3. Ian Desmond , Washington Nationals

      The Nationals' 26 year old shortstop broke out in a big way for the National League East champions in 2012.  He batted .292/.335/.511 with an OPS+ of 126.  His power stood out as he blasted 25 big flies while playing in just 130 games.  He also brought the speed factor into his game while stealing 21 bases in 27 attempts (78%).  It is fair to say Desmond did a little bit of everything offensively in 2012 and we should expect more of the same in 2012 as he enters his age 27 season. Defensively, Desmond saved -6 runs at shortstop and is at -19 for his career.  In spite of his defensive shortcomings, Ian should be about a 3.5 win player in 2013. 

2. Ben Zobrist, Tampa Bay Rays

      Ben Zobrist has been a super utility man throughout the majority of his career.  However, with the Rays plans to keep him as a primary shortstop in 2013, Zobrist fits into to the second spot on our shortstops list.  Zobrist has been nothing but consistent throughout the past 4 seasons at the “Trop.”  He’s played in at least 151 games in each of those years.  Although he does not hit for a particularly high batting average (.260 career), Zobrist is able to be a very productive offensive player.  He has a career .354 OBP and had a .377 OBP in 2012.  This is a result of his great patience at the plate as he has walked at least 91 times in 3 of his past 4 seasons.  He also hits for decent power, coming off a year in which he slugged .471.  He has also mashed at least 20 home runs in 3 of his last 4 seasons.  Stealing bases is not a huge part of his game although he has been able to swipe at least 14 in each of his last 4 seasons.  Defensively, Zobrist has been fantastic no matter where he plays as he has saved 60 runs over his 7 year career.  Ben has very impressively been able to compile a WAR of at least 5.5 in 3 of his last 4 seasons and has even reached 8 in 2 of them.  Any man who can be an 8 win player should be considered for MVP because of the overall value he brings.  Zobrist just simply makes the Tampa Bay Rays a MUCH better ball club than what they would be without him.  Look for Zobrist to be a 5-6 win player again in 2013. 

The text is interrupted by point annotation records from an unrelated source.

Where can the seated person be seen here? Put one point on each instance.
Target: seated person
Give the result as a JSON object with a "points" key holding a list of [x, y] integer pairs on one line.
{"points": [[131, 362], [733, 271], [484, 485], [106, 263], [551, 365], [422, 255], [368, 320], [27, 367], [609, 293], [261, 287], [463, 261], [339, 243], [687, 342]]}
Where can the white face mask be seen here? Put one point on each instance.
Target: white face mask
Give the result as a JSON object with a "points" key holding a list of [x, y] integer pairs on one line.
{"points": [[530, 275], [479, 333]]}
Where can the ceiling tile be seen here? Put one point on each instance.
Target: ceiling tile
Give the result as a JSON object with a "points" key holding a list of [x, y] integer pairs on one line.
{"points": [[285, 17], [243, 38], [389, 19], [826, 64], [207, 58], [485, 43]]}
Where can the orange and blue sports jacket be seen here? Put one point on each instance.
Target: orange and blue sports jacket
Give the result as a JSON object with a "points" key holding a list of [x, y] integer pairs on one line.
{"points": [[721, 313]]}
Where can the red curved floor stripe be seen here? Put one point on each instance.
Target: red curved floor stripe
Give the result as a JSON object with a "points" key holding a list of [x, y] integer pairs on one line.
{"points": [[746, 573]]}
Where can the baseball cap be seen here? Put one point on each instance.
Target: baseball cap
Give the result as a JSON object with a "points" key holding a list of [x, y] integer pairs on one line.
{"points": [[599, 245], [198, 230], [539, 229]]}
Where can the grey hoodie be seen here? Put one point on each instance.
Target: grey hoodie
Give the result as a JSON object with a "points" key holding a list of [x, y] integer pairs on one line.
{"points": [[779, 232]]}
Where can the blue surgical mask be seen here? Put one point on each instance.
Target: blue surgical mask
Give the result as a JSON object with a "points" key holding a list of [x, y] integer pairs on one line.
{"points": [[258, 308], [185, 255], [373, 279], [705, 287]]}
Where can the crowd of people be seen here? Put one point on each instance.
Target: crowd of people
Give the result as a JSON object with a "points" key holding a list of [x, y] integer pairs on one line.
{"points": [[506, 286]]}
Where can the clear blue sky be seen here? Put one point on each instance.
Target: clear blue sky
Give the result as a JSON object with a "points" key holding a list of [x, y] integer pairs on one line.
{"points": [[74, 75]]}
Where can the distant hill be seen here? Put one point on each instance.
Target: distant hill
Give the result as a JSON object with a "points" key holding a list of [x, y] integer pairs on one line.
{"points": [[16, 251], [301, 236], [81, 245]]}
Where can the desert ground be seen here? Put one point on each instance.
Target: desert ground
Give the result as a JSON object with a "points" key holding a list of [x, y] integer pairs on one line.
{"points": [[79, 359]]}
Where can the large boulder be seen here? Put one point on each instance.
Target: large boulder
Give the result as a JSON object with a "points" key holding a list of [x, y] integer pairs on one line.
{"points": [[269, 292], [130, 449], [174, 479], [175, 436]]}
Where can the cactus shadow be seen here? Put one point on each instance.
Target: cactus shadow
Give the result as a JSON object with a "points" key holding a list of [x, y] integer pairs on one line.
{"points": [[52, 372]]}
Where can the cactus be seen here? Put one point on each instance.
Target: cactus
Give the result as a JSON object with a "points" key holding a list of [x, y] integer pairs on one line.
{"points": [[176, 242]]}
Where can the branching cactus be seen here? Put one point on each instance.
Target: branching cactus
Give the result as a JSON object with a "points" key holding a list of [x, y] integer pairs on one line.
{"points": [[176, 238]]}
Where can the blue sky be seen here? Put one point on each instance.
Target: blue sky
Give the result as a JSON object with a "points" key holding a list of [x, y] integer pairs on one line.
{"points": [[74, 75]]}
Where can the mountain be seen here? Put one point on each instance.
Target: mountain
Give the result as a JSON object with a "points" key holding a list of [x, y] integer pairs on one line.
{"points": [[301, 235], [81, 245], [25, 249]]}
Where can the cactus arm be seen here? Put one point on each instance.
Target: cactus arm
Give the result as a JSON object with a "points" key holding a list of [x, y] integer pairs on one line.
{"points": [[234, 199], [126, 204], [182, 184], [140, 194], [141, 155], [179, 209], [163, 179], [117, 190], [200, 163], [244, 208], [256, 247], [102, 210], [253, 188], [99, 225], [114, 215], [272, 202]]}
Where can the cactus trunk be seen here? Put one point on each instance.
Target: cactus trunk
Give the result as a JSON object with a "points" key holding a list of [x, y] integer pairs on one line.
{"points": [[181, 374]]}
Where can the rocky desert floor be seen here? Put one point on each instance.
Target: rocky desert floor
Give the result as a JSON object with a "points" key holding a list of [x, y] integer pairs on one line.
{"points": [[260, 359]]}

1. Troy Tulowitzki, Colorado Rockies

      Despite playing in just 47 games in 2012, “Tulo” has proven he is absolutely the best overall shortstop in all of baseball.  With Tulowitzki having played full seasons in 4 of his last 5 seasons before 2012, we will mainly focus on his production before last year. Expecting full health for 2013, it is very reasonable to expect the type of numbers he put up before his injury because he has been so consistent.  The 28-year old had an OPS+ of at least 130 each year from 2009-2011.  In those seasons, he never hit below .297, never had an OBP of under .372, and never slugged less than .544.  He also hit at least 30 home runs in 2 of those 3 years.  Speed wise, Tulo was able to swipe 20 bags in 2009, but that number dropped to just 9 in 2011.  After his Rookie of the Year campaign in 2007 at the age of 22, Tulowitzki has not disappointed.  Along with his tremendous offensive production, Troy is one of the best defenders in the game.  He saved a whopping 31 runs during his rookie year, and taking away his injury plagued 2012, has never saved a negative number of runs and is at 68 for his career.  Tulo is without a doubt a superstar at shortstop. He has been a 6 win player 4 times in his career, and I would expect that number to be the same in 2013.